Wil Moss gave me an idea. We are suggesting that the Progenitors are behind the Inhumans’ origin. Michelangelo’s Creation of Adam was an inspiration. That cover should show that the Progenitors are beyond the galaxy and knowledge; some puzzling space creatures doing their business. Black Bolt represents the Inhumans, looking for answers, pushing the wall of wisdom.
We have about five Progenitor designs, and each of them have a task, a reason to exist that affects the design.
Concept art is just a starting point. The way the story evolves. How to tell the story through panels effects a lot of the character design. I always try to keep them flexible, visually speaking. Same applies to the other characters. The mood and the narrative thread have a huge impact on the way that you reveal the characters. Using their appearance is a key. One of my achievements, is to show that character development when I have a chance to draw more than one issue.
Finally, the Progenitors are still shrouded in mystery at this point but we do know they’re capable of astounding seemingly technological feats like “The World Farm.” What was your reaction when you heard about that?
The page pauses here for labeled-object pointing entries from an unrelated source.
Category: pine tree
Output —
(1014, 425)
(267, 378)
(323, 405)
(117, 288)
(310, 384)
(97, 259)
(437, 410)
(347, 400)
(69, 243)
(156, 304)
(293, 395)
What was it like bringing to life something so big and crazy as the World Farm?
When I read the script I thought to myself, “How am I gonna portray this astounding, mind-boggling world?” It is a big deal because the Progenitor’s world is fascinating. I don’t want to spoil it, but it’s not only a task for me, the penciller. It requires lots of work by Álvaro López. Doing a detailed and clean ink job plus the wonderful color work that Jordie Bellaire does. You’ll see what I’m talking about in the last pages of #9.
It is a pleasure to work on a book with some of my most loved Marvel characters and all under the talent of Al Ewing. To me he’s one of the most interesting and brilliant writers in business right now. I love the way he build the characters. On the art side I’m delighted to have the Sorcerers Supreme team together again. I love to collaborate with Álvaro and Jordie, they make everything easy and beautiful.